Inside LLMs – Part 1: Foundations and DeepSeek’s Unusual Approach
Kicking off a new series exploring Large Language Models (LLMs)—how they work, and the new risks they bring to the surface
👋 Welcome to all our new readers!
If you’re new here, ThreatLink explores monthly how modern attacks exploit technologies like LLMs, third-party cyber risks, and supply chain dependencies. You can browse all our past articles here (Uber Breach and MFA Fatigue, XZ Utils: Infiltrating Open Source Through Social Engineering)
Please support this monthly newsletter by sharing it with your colleagues or liking it (tap on the 💙).
Etienne
This is the first article in a series examining the rise of new large language model (LLM) vendors and the evolving risks that come with them.
For security teams, understanding how these models are built is foundational. Before assessing risks—whether they relate to model misuse, data exposure, or adversarial manipulation—it's essential to grasp the principles that shape an LLM's capabilities and constraints. Knowing how the underlying systems work enables more informed threat modeling, detection strategy, and governance.

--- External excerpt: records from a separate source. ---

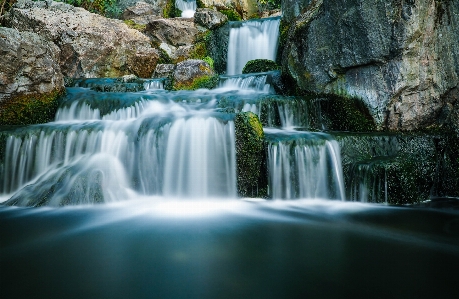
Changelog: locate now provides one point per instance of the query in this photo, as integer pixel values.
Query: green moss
(249, 155)
(170, 11)
(231, 14)
(346, 114)
(134, 25)
(259, 65)
(208, 82)
(28, 109)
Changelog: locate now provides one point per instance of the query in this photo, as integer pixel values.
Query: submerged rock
(399, 57)
(91, 45)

Our first step: understand how these models are built, and why DeepSeek might be redefining the economics of LLM development.
Key Takeaways:
LLMs are built through a well-defined multi-stage pipeline, including pretraining, instruction tuning, and preference tuning.
DeepSeek innovates at multiple layers—particularly in reducing cost, increasing alignment efficiency, and prioritizing reasoning.

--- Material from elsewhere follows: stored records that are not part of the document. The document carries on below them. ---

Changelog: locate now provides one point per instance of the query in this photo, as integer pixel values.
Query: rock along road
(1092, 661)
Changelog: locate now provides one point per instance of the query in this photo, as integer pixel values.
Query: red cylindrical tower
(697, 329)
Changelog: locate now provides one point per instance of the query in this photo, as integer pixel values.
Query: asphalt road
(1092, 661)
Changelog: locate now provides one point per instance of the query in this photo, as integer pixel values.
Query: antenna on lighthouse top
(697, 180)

DeepSeek has open-sourced not just its models but also its training methodology—a strong signal of transparency that sets it apart from many competitors.

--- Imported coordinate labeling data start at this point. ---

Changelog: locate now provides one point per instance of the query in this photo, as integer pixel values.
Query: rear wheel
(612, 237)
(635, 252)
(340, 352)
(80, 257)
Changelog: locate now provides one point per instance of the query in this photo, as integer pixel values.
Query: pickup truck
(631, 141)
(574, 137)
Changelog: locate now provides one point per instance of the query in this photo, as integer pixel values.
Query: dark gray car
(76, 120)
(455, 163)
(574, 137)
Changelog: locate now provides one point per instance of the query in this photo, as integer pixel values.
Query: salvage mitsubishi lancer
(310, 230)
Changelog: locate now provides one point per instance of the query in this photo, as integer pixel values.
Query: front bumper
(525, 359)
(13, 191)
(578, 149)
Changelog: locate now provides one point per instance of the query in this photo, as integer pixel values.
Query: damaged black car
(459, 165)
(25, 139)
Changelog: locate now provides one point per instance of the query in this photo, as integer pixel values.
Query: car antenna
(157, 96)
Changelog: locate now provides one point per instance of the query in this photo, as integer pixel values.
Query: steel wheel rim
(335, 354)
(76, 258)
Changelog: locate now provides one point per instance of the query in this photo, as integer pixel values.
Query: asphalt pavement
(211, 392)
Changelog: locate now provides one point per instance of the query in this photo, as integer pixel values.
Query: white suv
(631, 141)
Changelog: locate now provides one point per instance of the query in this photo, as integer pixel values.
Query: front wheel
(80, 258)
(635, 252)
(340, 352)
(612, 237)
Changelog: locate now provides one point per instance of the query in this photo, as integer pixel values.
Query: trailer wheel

Hosted LLM services—whether from DeepSeek (online), xAI (Grok), or others—rely on hidden pre-prompts and filtering layers that raise real data governance concerns. These platforms may be influenced by geopolitical forces or individual personalities. In DeepSeek's case, operations are subject to Chinese state regulations. In xAI's case, alignment and moderation decisions may be shaped by the personal views of Elon Musk.
How Large Language Models Work: A Layered Process
Modern LLMs follow a structured, three-stage development pipeline:
1. Pretraining
A massive neural network is trained on a vast corpus of text to predict the next word in a sentence. This forms a probabilistic language model—the core capability of the LLM.
2. Instruction Fine-Tuning
The pretrained model is further trained on structured question-answer or task-specific pairs (e.g., "Explain this algorithm"). This teaches the model to follow human instructions.
For open-source models like LLaMA or Mistral, they share their models at this stage, often published with the “Instruct” suffix:
https://huggingface.co/mistralai/Mistral-Small-3.1-24B-Instruct-2503
3. Preference Fine-Tuning
This stage is where the model starts to feel "smart."
Human annotators rank outputs, and a reward model is trained on these rankings. It is then used to align the LLM's responses with human preferences. This was the breakthrough that made ChatGPT feel dramatically more reliable than its predecessors.
Without this phase, models are far more likely to go off the rails—as we saw with Meta’s Galactica, which launched just two weeks before ChatGPT-3 and was quickly pulled after trolls exploited it to generate misinformation
DeepSeek follows this same general architecture—but with some key twists.
January 2025 - A DeepSeek Moment
There was a brief moment where DeepSeek reportedly wiped over a trillion dollars from the global stock market in just two days. Why? Claims emerged that their new model, DeepSeek R1, cost only $6 million to train—a fraction of the $100M+ price tag typical of models from OpenAI or Google DeepMind.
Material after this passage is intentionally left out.